A second chorus frog occurs in the Adirondacks along the shores of Lake Champlain. The field guides on my bookshelf identify it as the midland chorus frog, Pseudacris triseriata, but Elliott and colleagues explain that DNA evidence convinces herpetologists otherwise. Today the proper name for our only striped frog is boreal chorus frog, Pseudacris maculata. It’s about the size of a spring peeper. Males (which in frogs are smaller than the females) tend to measure three-quarters of an inch or a bit more, while females may measure an inch and a half. The song suggests a finger run forcefully over the teeth of a comb.
A lone toad, the American, occurs in the Adirondacks. Scientists have long called it Bufo americanus, but the authors explain that a growing number of experts would like to see it and most of its American cousins placed in a new genus, Anaxyrus. Toads are far from pretty, yet their spring songs are gorgeous and can be enjoyed on the CD. If you didn’t know it already, you’ll learn here that toads are frogs. “Toads” belong to several families and tend to be brown, rough-skinned, and somewhat terrestrial, yet the name is entirely informal.

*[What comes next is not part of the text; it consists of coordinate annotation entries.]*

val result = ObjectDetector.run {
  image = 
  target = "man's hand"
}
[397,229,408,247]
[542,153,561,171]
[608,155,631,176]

Our best known frogs—the bull, the green, the pickerel, the northern leopard, the wood, and the mink—have long been assigned to the genus Rana, a name my frogloving wife and I considered assigning to our daughter. Perhaps it’s a good thing we chose differently. Elliott and colleagues explain that scientists with DNA in hand may soon place these frogs in a new genus, Lithobates. Is this renaming really necessary? My favorite sentence in the book supplies an answer. “We may take comfort in thinking that classification is static and unchanging, but the reality is that taxonomy is a science, and names must therefore change in response to new ways of interpreting existing information as well as to new discoveries about the animals themselves.”
As for the voices of these medium- to large-size frogs, we get meticulous word descriptions as well as earfuls on the CD. A pickerel frog, for example, utters soft snorelike sounds lasting a couple of seconds while a leopard frog snores like my Adirondack grandfather.
Shortcomings of the book? I’d have liked to see a species checklist, although the CD descriptions could serve as one. A general index would also be useful. Finally, as a biographer of the naturalist John Burroughs, I think this delicious cake of a book could have been iced by including what I consider the finest poem ever written about a fat, sluggish amphibian with a pustulated complexion. Burroughs’s “The Song of the Toad” begins, “Have you heard the blinking toad/ Sing his solo by the river/ When April nights are soft and warm,/ And spring is all aquiver?” It ends, “Blessings on thy warty head:/ No bird could do it better.”